RNA-seq library construction and sequencing
Total RNA of the plantlet GM15 was extracted using the Qiagen RNeasy
Plant Mini Kit (Qiagen, Valencia, CA, USA). RNA quality was evaluated by
agarose gel electrophoresis and its quantity determined using a NanoDrop
spectrophotometer (Thermo Fisher Scientific, Waltham, MA, USA). To
assist prediction and annotation of genes, the RNA-seq library was
constructed and sequenced on the Illumina HiSeq X Ten platform following
the protocol of manufacturer (New England Biolabs Ipswich, MA, USA) (The
detailed description in File S1).
Genome assembly and estimation of genome size
A total of 6.24 M PacBio post-filtered reads were generated, producing a
total of ~54 Gb (~ 70× coverage) of
single-molecule sequencing data.

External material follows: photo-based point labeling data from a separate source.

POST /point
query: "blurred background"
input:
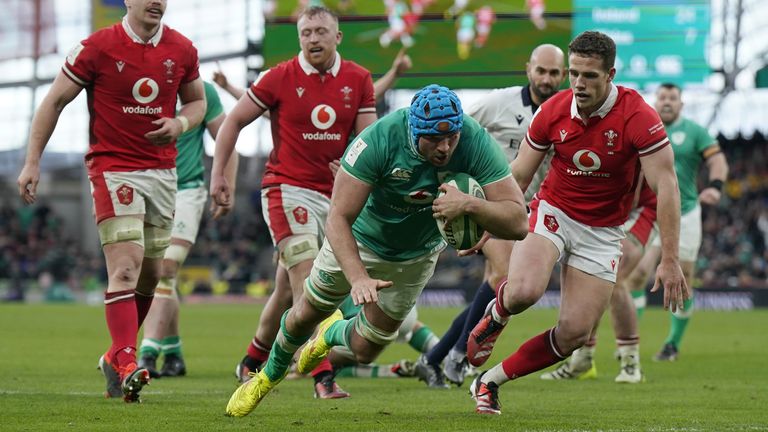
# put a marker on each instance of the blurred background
(716, 50)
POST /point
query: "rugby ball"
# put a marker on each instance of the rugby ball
(462, 232)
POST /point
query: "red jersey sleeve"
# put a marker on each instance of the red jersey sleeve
(264, 91)
(647, 133)
(536, 137)
(81, 63)
(367, 96)
(193, 66)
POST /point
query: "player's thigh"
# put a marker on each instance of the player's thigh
(497, 253)
(327, 286)
(296, 219)
(584, 298)
(632, 253)
(408, 281)
(530, 266)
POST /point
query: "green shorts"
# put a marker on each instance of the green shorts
(327, 287)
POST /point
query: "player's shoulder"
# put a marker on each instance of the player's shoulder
(630, 100)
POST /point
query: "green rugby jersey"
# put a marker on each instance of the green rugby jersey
(189, 161)
(689, 140)
(396, 222)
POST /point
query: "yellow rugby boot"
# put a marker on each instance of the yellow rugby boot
(249, 394)
(317, 349)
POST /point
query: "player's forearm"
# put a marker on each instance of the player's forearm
(230, 171)
(43, 123)
(339, 234)
(505, 219)
(668, 216)
(235, 92)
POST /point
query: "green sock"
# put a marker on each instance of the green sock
(639, 299)
(172, 346)
(282, 352)
(150, 347)
(338, 333)
(423, 339)
(348, 308)
(366, 371)
(679, 321)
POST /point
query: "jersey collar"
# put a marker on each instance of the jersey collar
(604, 109)
(132, 34)
(309, 69)
(525, 94)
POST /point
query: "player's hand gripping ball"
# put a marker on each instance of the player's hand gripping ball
(461, 232)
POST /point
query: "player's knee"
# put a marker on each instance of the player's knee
(175, 255)
(373, 339)
(298, 248)
(521, 296)
(571, 336)
(126, 271)
(156, 241)
(366, 356)
(121, 229)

De novo assembly was conducted
using an overlap-layout-consensus method in CANU
(Koren et al., 2017). Subsequently, the
primary draft assembly was polished using Arrow
(https://github.com/PacificBiosciences/GenomicConsensus) to improve
accuracies. Using the Genome Characteristic Estimation (GCE) program
(B. Liu et al., 2013), the genome sizes
of GM15 and LM50 were estimated by 17-mer analysis based on PCR-free
Illumina short reads. The detailed description in File S1.